4月9日のヤクルト戦、延長10回にサヨナラ本塁打を放った立岡宗一郎

立岡が戻ってくるその日まで…

 7月1日、立岡選手の左膝前十字靭帯再建手術が無事に終了したとの発表があった。

「色褪せてほしくない」私はさっきそう書いたが、それがこのコラムで一番伝えたいこと、切なる願いだ。立岡選手が離脱している間、新しいナイスプレーを見られないことはありえないほど寂しいけれど、存在自体を過去形にするつもりはない。これから「巨人の外野」に魅力的な選手がたくさん現れたとしても、立岡選手の魅力はそのまま。凍結保存しておくから、その間に無理せず戻ってきてくださいね。という気持ち。立岡選手がいない間、立岡選手に「カタをつけて」もらいたかった試合が何度あったか。恋しいよ立岡選手。

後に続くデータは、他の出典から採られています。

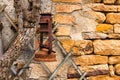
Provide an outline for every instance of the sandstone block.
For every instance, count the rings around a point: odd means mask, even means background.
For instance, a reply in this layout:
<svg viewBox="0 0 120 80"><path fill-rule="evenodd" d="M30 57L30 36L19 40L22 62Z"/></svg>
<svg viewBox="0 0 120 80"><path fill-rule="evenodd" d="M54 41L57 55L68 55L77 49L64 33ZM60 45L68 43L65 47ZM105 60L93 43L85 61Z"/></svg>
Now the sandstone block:
<svg viewBox="0 0 120 80"><path fill-rule="evenodd" d="M81 3L82 0L52 0L53 2Z"/></svg>
<svg viewBox="0 0 120 80"><path fill-rule="evenodd" d="M93 4L92 9L94 11L101 11L101 12L117 12L118 6L115 5L104 5L104 4Z"/></svg>
<svg viewBox="0 0 120 80"><path fill-rule="evenodd" d="M75 44L75 41L71 39L61 39L60 42L67 52L69 52Z"/></svg>
<svg viewBox="0 0 120 80"><path fill-rule="evenodd" d="M103 0L105 4L114 4L116 0Z"/></svg>
<svg viewBox="0 0 120 80"><path fill-rule="evenodd" d="M105 14L102 12L88 11L86 13L89 14L91 18L95 19L98 23L103 23L106 19Z"/></svg>
<svg viewBox="0 0 120 80"><path fill-rule="evenodd" d="M94 53L99 55L120 55L120 40L95 40Z"/></svg>
<svg viewBox="0 0 120 80"><path fill-rule="evenodd" d="M114 33L120 33L120 24L114 25Z"/></svg>
<svg viewBox="0 0 120 80"><path fill-rule="evenodd" d="M70 36L71 28L70 26L59 26L57 28L56 36Z"/></svg>
<svg viewBox="0 0 120 80"><path fill-rule="evenodd" d="M88 77L88 80L120 80L120 76L99 75Z"/></svg>
<svg viewBox="0 0 120 80"><path fill-rule="evenodd" d="M115 65L115 73L116 73L117 75L120 75L120 64L116 64L116 65Z"/></svg>
<svg viewBox="0 0 120 80"><path fill-rule="evenodd" d="M120 34L108 34L108 38L110 39L120 39Z"/></svg>
<svg viewBox="0 0 120 80"><path fill-rule="evenodd" d="M108 35L100 32L82 32L82 37L83 39L106 39Z"/></svg>
<svg viewBox="0 0 120 80"><path fill-rule="evenodd" d="M96 31L103 33L113 33L113 26L110 24L98 24L96 26Z"/></svg>
<svg viewBox="0 0 120 80"><path fill-rule="evenodd" d="M78 57L73 57L77 65L94 65L94 64L107 64L108 56L100 55L82 55Z"/></svg>
<svg viewBox="0 0 120 80"><path fill-rule="evenodd" d="M120 23L120 13L108 13L106 15L106 22L111 24Z"/></svg>
<svg viewBox="0 0 120 80"><path fill-rule="evenodd" d="M82 73L87 72L86 76L96 76L109 74L109 68L107 64L93 65L93 66L79 66ZM79 78L78 72L70 67L68 69L68 78Z"/></svg>
<svg viewBox="0 0 120 80"><path fill-rule="evenodd" d="M77 40L73 47L73 55L85 55L93 52L92 41L90 40Z"/></svg>
<svg viewBox="0 0 120 80"><path fill-rule="evenodd" d="M54 21L60 24L73 24L75 17L71 15L56 14L54 16Z"/></svg>
<svg viewBox="0 0 120 80"><path fill-rule="evenodd" d="M56 8L56 12L67 12L67 13L81 9L81 7L78 5L69 5L69 4L58 4L56 5L55 8Z"/></svg>
<svg viewBox="0 0 120 80"><path fill-rule="evenodd" d="M118 64L118 63L120 63L120 56L109 57L109 64Z"/></svg>

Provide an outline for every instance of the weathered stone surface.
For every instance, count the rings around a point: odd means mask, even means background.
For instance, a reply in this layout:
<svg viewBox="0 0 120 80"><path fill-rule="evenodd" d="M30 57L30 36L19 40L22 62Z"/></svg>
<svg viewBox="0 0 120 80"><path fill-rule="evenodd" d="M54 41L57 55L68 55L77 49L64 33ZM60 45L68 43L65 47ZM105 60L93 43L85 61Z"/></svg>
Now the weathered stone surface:
<svg viewBox="0 0 120 80"><path fill-rule="evenodd" d="M118 63L120 63L120 56L109 57L109 64L118 64Z"/></svg>
<svg viewBox="0 0 120 80"><path fill-rule="evenodd" d="M120 39L120 34L108 34L108 38L110 39Z"/></svg>
<svg viewBox="0 0 120 80"><path fill-rule="evenodd" d="M114 33L120 33L120 24L114 25Z"/></svg>
<svg viewBox="0 0 120 80"><path fill-rule="evenodd" d="M94 0L94 2L96 3L100 3L102 0Z"/></svg>
<svg viewBox="0 0 120 80"><path fill-rule="evenodd" d="M73 12L74 10L81 9L81 6L78 5L69 5L69 4L58 4L56 5L56 12Z"/></svg>
<svg viewBox="0 0 120 80"><path fill-rule="evenodd" d="M59 26L57 28L56 36L70 36L71 28L70 26Z"/></svg>
<svg viewBox="0 0 120 80"><path fill-rule="evenodd" d="M115 76L115 68L113 65L109 65L110 76Z"/></svg>
<svg viewBox="0 0 120 80"><path fill-rule="evenodd" d="M108 35L100 32L82 32L82 37L83 39L106 39Z"/></svg>
<svg viewBox="0 0 120 80"><path fill-rule="evenodd" d="M111 24L120 23L120 13L108 13L106 15L106 22Z"/></svg>
<svg viewBox="0 0 120 80"><path fill-rule="evenodd" d="M94 53L100 55L120 55L120 40L95 40Z"/></svg>
<svg viewBox="0 0 120 80"><path fill-rule="evenodd" d="M107 64L93 65L93 66L79 66L82 73L87 72L86 76L105 75L109 74L109 68ZM68 78L79 78L78 72L70 67L68 69Z"/></svg>
<svg viewBox="0 0 120 80"><path fill-rule="evenodd" d="M117 12L118 11L118 6L104 5L104 4L93 4L92 9L94 11L101 11L101 12Z"/></svg>
<svg viewBox="0 0 120 80"><path fill-rule="evenodd" d="M99 75L88 77L88 80L120 80L120 76Z"/></svg>
<svg viewBox="0 0 120 80"><path fill-rule="evenodd" d="M120 64L115 65L115 73L120 75Z"/></svg>
<svg viewBox="0 0 120 80"><path fill-rule="evenodd" d="M93 52L92 41L90 40L77 40L73 47L73 55L85 55Z"/></svg>
<svg viewBox="0 0 120 80"><path fill-rule="evenodd" d="M54 16L54 21L60 24L73 24L75 17L71 15L56 14Z"/></svg>
<svg viewBox="0 0 120 80"><path fill-rule="evenodd" d="M77 65L94 65L94 64L107 64L108 56L100 55L82 55L78 57L73 57Z"/></svg>
<svg viewBox="0 0 120 80"><path fill-rule="evenodd" d="M114 4L116 0L103 0L105 4Z"/></svg>
<svg viewBox="0 0 120 80"><path fill-rule="evenodd" d="M75 41L71 39L61 39L60 42L67 52L69 52L75 44Z"/></svg>
<svg viewBox="0 0 120 80"><path fill-rule="evenodd" d="M53 2L81 3L82 0L52 0Z"/></svg>
<svg viewBox="0 0 120 80"><path fill-rule="evenodd" d="M97 32L103 32L103 33L113 33L113 25L111 24L98 24L96 26Z"/></svg>

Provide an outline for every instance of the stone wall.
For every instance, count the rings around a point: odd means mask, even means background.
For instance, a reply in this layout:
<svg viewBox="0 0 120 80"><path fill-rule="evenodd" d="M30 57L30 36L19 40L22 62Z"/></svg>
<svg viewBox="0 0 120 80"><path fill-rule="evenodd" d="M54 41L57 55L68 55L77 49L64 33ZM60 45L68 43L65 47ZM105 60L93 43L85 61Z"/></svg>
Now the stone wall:
<svg viewBox="0 0 120 80"><path fill-rule="evenodd" d="M120 80L120 0L53 0L56 36L88 80ZM68 80L80 75L70 67ZM76 78L76 79L75 79Z"/></svg>

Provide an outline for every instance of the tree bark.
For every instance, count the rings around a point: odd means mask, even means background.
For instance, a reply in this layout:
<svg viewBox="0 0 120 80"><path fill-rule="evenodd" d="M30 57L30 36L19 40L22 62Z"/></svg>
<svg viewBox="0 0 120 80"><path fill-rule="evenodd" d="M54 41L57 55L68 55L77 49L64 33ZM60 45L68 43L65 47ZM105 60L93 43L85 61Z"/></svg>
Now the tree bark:
<svg viewBox="0 0 120 80"><path fill-rule="evenodd" d="M24 1L26 4L23 4ZM40 0L33 0L33 3L35 3L35 1L38 6ZM4 55L0 56L0 80L9 80L8 77L12 63L20 56L21 51L29 44L30 40L34 36L35 29L34 25L31 25L31 23L36 24L37 19L39 18L38 8L34 7L35 5L32 6L31 11L28 10L28 0L14 0L14 2L16 14L18 16L18 36ZM38 15L36 16L35 12L32 11L36 11L36 14ZM30 13L30 15L27 15L28 13ZM32 28L24 28L25 21L28 22L28 25L26 26L31 26Z"/></svg>

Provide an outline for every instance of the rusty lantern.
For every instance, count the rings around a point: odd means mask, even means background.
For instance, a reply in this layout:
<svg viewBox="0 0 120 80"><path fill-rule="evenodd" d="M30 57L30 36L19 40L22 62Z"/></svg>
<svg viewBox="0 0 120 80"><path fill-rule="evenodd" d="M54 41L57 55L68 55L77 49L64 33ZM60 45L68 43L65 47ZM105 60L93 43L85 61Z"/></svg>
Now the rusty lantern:
<svg viewBox="0 0 120 80"><path fill-rule="evenodd" d="M55 51L52 50L52 14L42 13L40 17L40 51L35 53L35 61L51 62L56 61ZM44 44L44 34L48 35L48 40Z"/></svg>

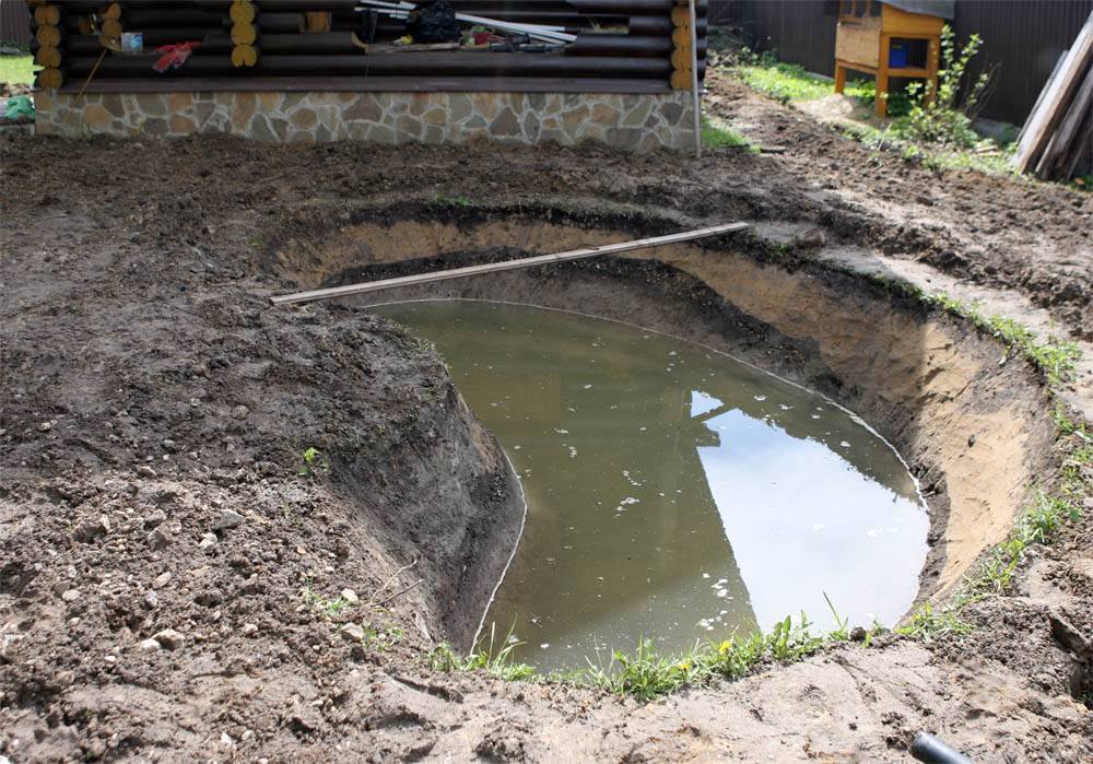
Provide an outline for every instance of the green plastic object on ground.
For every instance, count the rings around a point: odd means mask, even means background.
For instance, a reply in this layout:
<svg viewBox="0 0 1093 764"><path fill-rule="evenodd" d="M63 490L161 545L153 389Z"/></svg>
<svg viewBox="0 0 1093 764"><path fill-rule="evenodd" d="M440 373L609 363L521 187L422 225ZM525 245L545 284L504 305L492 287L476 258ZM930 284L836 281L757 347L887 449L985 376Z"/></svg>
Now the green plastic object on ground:
<svg viewBox="0 0 1093 764"><path fill-rule="evenodd" d="M3 113L4 119L22 120L25 117L34 116L34 103L28 95L16 95L8 98L8 107Z"/></svg>

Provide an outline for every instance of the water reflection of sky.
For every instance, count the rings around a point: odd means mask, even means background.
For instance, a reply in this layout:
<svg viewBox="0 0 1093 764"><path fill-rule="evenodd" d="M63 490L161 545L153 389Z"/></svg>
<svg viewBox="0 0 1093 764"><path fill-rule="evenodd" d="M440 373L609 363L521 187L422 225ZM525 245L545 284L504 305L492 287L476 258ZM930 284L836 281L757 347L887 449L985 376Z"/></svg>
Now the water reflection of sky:
<svg viewBox="0 0 1093 764"><path fill-rule="evenodd" d="M486 622L571 669L801 610L893 623L927 518L898 457L822 397L675 338L483 303L390 306L520 474L528 524Z"/></svg>
<svg viewBox="0 0 1093 764"><path fill-rule="evenodd" d="M692 416L720 401L692 392ZM856 471L812 438L787 437L739 410L706 421L720 446L698 447L706 481L761 626L804 610L833 624L892 624L918 586L928 519L918 505Z"/></svg>

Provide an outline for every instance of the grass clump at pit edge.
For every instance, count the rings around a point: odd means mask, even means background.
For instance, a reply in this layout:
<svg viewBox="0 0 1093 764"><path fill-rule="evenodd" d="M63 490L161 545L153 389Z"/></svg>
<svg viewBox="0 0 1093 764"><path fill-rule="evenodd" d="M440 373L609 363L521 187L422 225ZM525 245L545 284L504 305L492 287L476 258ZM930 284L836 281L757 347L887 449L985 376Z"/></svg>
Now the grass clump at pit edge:
<svg viewBox="0 0 1093 764"><path fill-rule="evenodd" d="M968 320L977 329L990 333L1043 373L1049 388L1065 381L1080 357L1073 343L1055 340L1041 343L1026 327L1012 319L984 316L977 305L963 303L943 293L928 294L903 280L874 280L889 291L917 298L929 307ZM1041 486L1032 486L1025 510L1007 540L986 553L975 572L965 576L948 602L937 606L926 600L903 625L894 630L895 634L924 643L968 634L975 626L961 618L961 611L973 602L1009 590L1027 550L1034 544L1050 543L1067 518L1077 519L1080 516L1082 497L1088 495L1090 489L1083 469L1093 465L1093 435L1084 423L1070 419L1061 403L1053 412L1053 422L1060 440L1067 438L1079 444L1067 449L1058 491L1048 493ZM677 655L659 654L653 640L643 638L634 654L614 651L607 667L589 661L584 671L544 677L533 667L514 660L514 650L520 643L513 638L512 633L503 647L495 649L495 633L491 630L489 645L477 645L467 657L459 656L446 643L440 645L433 653L433 668L439 671L485 670L509 681L565 682L647 702L685 687L739 679L765 661L788 663L801 660L830 645L849 640L846 621L839 618L831 600L827 604L837 627L822 635L811 632L811 623L801 613L796 625L787 616L769 634L733 634L720 643L695 645L693 649ZM872 638L884 631L880 624L873 624L865 633L863 644L868 647Z"/></svg>
<svg viewBox="0 0 1093 764"><path fill-rule="evenodd" d="M702 144L707 149L744 149L753 154L759 148L717 117L702 115Z"/></svg>

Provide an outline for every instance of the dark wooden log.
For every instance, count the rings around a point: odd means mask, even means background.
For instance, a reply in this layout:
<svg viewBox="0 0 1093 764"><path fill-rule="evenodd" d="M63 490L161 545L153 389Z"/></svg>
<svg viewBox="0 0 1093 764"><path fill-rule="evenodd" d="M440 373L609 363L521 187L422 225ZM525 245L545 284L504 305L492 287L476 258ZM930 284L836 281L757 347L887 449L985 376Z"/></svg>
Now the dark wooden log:
<svg viewBox="0 0 1093 764"><path fill-rule="evenodd" d="M637 37L626 34L578 34L566 46L567 56L638 56L646 58L671 56L674 46L667 35ZM698 55L706 54L705 39L698 43Z"/></svg>
<svg viewBox="0 0 1093 764"><path fill-rule="evenodd" d="M210 77L230 74L225 56L202 56L200 49L179 69L165 75L151 72L154 57L111 56L99 67L98 77ZM86 74L94 58L69 61L73 74ZM668 81L672 72L667 59L595 56L542 56L526 54L422 52L376 56L267 56L254 67L256 74L375 75L375 77L554 77L628 78ZM225 87L230 89L230 79Z"/></svg>
<svg viewBox="0 0 1093 764"><path fill-rule="evenodd" d="M140 32L144 28L180 27L226 27L231 24L226 13L207 11L199 8L142 8L131 4L125 14L126 28Z"/></svg>

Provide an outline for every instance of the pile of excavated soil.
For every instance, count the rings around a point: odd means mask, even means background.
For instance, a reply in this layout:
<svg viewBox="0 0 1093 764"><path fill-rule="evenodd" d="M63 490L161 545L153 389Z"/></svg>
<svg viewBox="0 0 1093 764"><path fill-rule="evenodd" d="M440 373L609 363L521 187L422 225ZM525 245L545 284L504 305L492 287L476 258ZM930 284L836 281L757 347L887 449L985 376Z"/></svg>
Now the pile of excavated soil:
<svg viewBox="0 0 1093 764"><path fill-rule="evenodd" d="M806 151L807 124L755 103ZM916 222L921 202L878 210L885 174L843 174L857 150L827 146L823 173L792 152L4 139L0 754L905 761L928 729L983 760L1093 755L1093 714L1072 697L1089 677L1091 513L1013 592L968 609L963 639L844 646L648 705L433 671L430 649L467 639L516 539L500 448L403 331L266 301L297 285L273 237L316 214L349 224L408 193L566 197L898 243L1013 278L1088 330L1090 269L1067 262L1089 263L1088 197L943 174L931 210L951 216ZM939 178L909 168L902 184L917 199ZM989 227L1002 207L1059 255Z"/></svg>

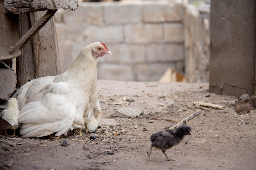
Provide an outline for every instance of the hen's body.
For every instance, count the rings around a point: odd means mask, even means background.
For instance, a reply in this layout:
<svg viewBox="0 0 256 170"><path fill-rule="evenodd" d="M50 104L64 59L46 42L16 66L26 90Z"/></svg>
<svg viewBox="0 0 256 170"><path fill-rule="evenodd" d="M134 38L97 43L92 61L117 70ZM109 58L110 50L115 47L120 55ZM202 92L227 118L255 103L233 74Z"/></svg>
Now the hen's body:
<svg viewBox="0 0 256 170"><path fill-rule="evenodd" d="M191 135L191 129L186 125L182 126L176 130L168 129L152 134L150 137L152 144L148 153L148 158L151 160L150 154L154 147L161 150L168 161L175 160L169 158L165 151L178 144L186 135Z"/></svg>
<svg viewBox="0 0 256 170"><path fill-rule="evenodd" d="M105 53L111 54L104 44L89 45L65 72L33 80L21 87L13 97L18 102L18 120L22 124L23 138L54 132L57 136L66 135L69 129L84 129L91 114L97 120L93 119L93 128L97 128L101 113L97 99L96 65L98 58Z"/></svg>

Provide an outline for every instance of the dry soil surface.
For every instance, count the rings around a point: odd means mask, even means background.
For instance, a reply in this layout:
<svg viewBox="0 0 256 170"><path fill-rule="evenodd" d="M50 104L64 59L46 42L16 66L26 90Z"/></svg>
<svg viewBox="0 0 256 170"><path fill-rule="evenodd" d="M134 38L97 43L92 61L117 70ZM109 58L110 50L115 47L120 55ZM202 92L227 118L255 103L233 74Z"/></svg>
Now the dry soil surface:
<svg viewBox="0 0 256 170"><path fill-rule="evenodd" d="M208 84L134 82L99 80L99 100L103 119L117 124L103 125L95 132L71 132L58 140L48 137L22 139L0 135L0 167L10 170L255 170L256 111L238 114L235 97L208 92ZM176 100L172 95L177 99ZM124 97L134 101L123 101ZM189 120L192 135L166 151L169 162L158 150L147 159L150 135L200 109L194 102L224 106L208 108ZM113 117L115 111L139 110L140 115ZM132 111L131 111L132 112ZM90 139L91 137L91 139ZM96 138L94 139L94 138ZM68 146L61 146L66 141Z"/></svg>

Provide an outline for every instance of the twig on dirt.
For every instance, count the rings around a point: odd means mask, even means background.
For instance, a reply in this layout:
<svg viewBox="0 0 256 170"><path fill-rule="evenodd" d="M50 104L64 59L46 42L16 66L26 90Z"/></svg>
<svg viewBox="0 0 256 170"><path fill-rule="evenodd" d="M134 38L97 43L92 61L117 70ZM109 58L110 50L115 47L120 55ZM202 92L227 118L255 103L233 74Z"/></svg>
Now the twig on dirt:
<svg viewBox="0 0 256 170"><path fill-rule="evenodd" d="M169 94L171 95L171 96L173 97L174 99L177 102L180 102L180 101L179 101L179 100L177 99L173 94L171 94L170 93L169 93Z"/></svg>
<svg viewBox="0 0 256 170"><path fill-rule="evenodd" d="M203 110L208 111L209 111L209 112L211 112L211 110L210 110L210 109L208 109L204 108L203 107L201 107L201 106L196 106L194 107L194 108L200 109L201 109L201 110Z"/></svg>
<svg viewBox="0 0 256 170"><path fill-rule="evenodd" d="M177 128L177 127L182 125L184 123L187 122L188 121L189 121L191 119L193 118L195 116L196 116L199 115L199 114L200 114L201 113L201 111L202 111L202 110L198 110L198 111L196 111L195 112L194 112L193 113L192 113L192 114L191 114L189 116L186 117L186 118L184 118L182 120L181 120L179 123L178 123L177 124L176 124L176 125L175 125L173 127L171 128L170 128L170 129L174 129L175 128Z"/></svg>
<svg viewBox="0 0 256 170"><path fill-rule="evenodd" d="M114 105L122 105L122 104L127 104L127 102L119 102L117 103L113 103L112 104Z"/></svg>
<svg viewBox="0 0 256 170"><path fill-rule="evenodd" d="M194 102L194 104L196 106L204 106L204 107L211 107L211 108L212 108L213 109L216 109L222 110L224 107L224 106L220 106L219 105L208 103L206 103L204 102Z"/></svg>
<svg viewBox="0 0 256 170"><path fill-rule="evenodd" d="M146 118L151 118L151 119L160 119L160 120L166 120L166 121L171 121L171 122L176 122L176 123L179 123L179 122L177 121L173 120L171 120L171 119L166 119L156 118L156 117L153 117L153 116L146 116Z"/></svg>
<svg viewBox="0 0 256 170"><path fill-rule="evenodd" d="M146 85L146 87L157 87L158 85Z"/></svg>

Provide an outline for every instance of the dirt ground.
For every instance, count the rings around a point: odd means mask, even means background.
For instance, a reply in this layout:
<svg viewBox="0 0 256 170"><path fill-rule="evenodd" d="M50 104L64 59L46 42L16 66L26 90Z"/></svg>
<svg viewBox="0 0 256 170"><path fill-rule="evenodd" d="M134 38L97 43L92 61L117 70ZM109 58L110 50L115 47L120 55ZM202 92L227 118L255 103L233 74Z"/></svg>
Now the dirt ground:
<svg viewBox="0 0 256 170"><path fill-rule="evenodd" d="M93 133L82 132L84 138L71 132L58 140L48 137L12 137L2 132L0 169L255 170L255 110L238 114L234 107L237 98L209 94L208 89L208 84L99 80L99 100L103 119L113 119L117 125L103 125ZM134 101L124 101L124 97L133 97ZM155 150L149 161L150 135L176 123L147 117L179 121L200 110L193 104L199 101L225 107L208 108L211 112L202 110L187 123L192 135L186 136L166 151L169 157L177 161L167 161L161 151ZM129 118L111 116L121 108L140 110L142 114ZM61 145L64 141L69 144L68 146Z"/></svg>

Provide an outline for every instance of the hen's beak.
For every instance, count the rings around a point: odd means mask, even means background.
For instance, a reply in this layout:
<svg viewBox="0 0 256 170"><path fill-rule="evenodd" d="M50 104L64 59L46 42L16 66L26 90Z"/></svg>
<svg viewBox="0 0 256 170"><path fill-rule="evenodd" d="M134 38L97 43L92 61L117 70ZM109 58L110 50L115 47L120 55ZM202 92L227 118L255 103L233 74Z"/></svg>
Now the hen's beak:
<svg viewBox="0 0 256 170"><path fill-rule="evenodd" d="M112 55L112 53L110 52L110 51L105 51L104 52L104 53L105 53L106 54L110 54L110 55Z"/></svg>

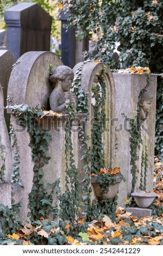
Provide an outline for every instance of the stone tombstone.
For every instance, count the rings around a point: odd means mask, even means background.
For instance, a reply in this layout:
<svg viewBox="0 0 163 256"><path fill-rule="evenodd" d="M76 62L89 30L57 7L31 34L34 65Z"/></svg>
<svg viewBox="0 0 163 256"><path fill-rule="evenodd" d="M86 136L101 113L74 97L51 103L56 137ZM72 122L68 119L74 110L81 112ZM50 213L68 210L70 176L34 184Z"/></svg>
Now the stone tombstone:
<svg viewBox="0 0 163 256"><path fill-rule="evenodd" d="M4 117L3 93L0 84L0 204L11 207L11 185L9 183L12 170L10 142Z"/></svg>
<svg viewBox="0 0 163 256"><path fill-rule="evenodd" d="M12 65L16 62L16 59L9 51L0 50L0 83L3 88L4 107L7 105L7 92L10 74ZM10 115L7 114L6 109L4 109L4 118L9 129Z"/></svg>
<svg viewBox="0 0 163 256"><path fill-rule="evenodd" d="M0 50L6 50L6 31L0 29Z"/></svg>
<svg viewBox="0 0 163 256"><path fill-rule="evenodd" d="M6 48L15 58L31 51L50 51L51 17L37 4L21 3L6 9Z"/></svg>
<svg viewBox="0 0 163 256"><path fill-rule="evenodd" d="M79 41L75 38L74 28L67 29L67 17L64 11L61 11L60 20L61 21L61 54L64 65L71 69L75 65L83 60L83 52L89 50L89 40L84 39Z"/></svg>
<svg viewBox="0 0 163 256"><path fill-rule="evenodd" d="M114 104L116 107L115 119L114 122L115 133L118 149L115 156L117 164L121 168L121 172L126 179L126 182L121 182L119 196L119 205L125 204L126 199L130 197L132 192L133 176L131 173L132 166L130 164L131 156L130 153L130 125L125 118L135 119L136 115L138 104L141 108L140 114L141 123L141 137L142 141L140 149L138 149L139 160L136 164L139 170L136 174L137 181L135 190L140 190L140 185L145 185L146 179L147 191L153 191L153 170L155 141L155 124L156 113L157 76L151 75L147 92L142 95L142 99L139 100L140 92L147 84L147 76L144 75L132 74L113 73L115 97ZM145 166L142 167L142 155L147 150L147 166L146 177L145 177Z"/></svg>
<svg viewBox="0 0 163 256"><path fill-rule="evenodd" d="M44 105L46 108L47 100L53 90L49 80L49 65L52 67L53 71L55 67L63 65L61 60L51 52L28 52L21 56L17 63L11 72L8 90L12 104L27 104L32 108L41 108ZM18 124L17 118L11 114L11 122L19 149L19 176L24 185L22 190L23 199L21 201L20 217L25 221L29 211L28 194L32 186L35 163L32 161L31 148L28 146L31 139L30 133ZM59 134L58 137L60 138ZM56 144L58 145L60 141L54 142L57 147ZM56 150L60 155L58 149Z"/></svg>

 最後に、私事ながら今季はチーム移籍(事務所の移籍)もあり、プロ入り年数(デビューしてから経った年数)も重ねてきて、「私はちゃんと応援してくれる方を幸せにできているのか?」と悩むことが増えた。そんなとき頭をよぎる立岡選手の「どうやって自分の価値を出すかというのを一生懸命毎年考えていて」という言葉。そして鎌ケ谷スタジアムで見た姿。立岡選手が帰ってくるまでに、私も歌手として、もう少し前に進んでいたい。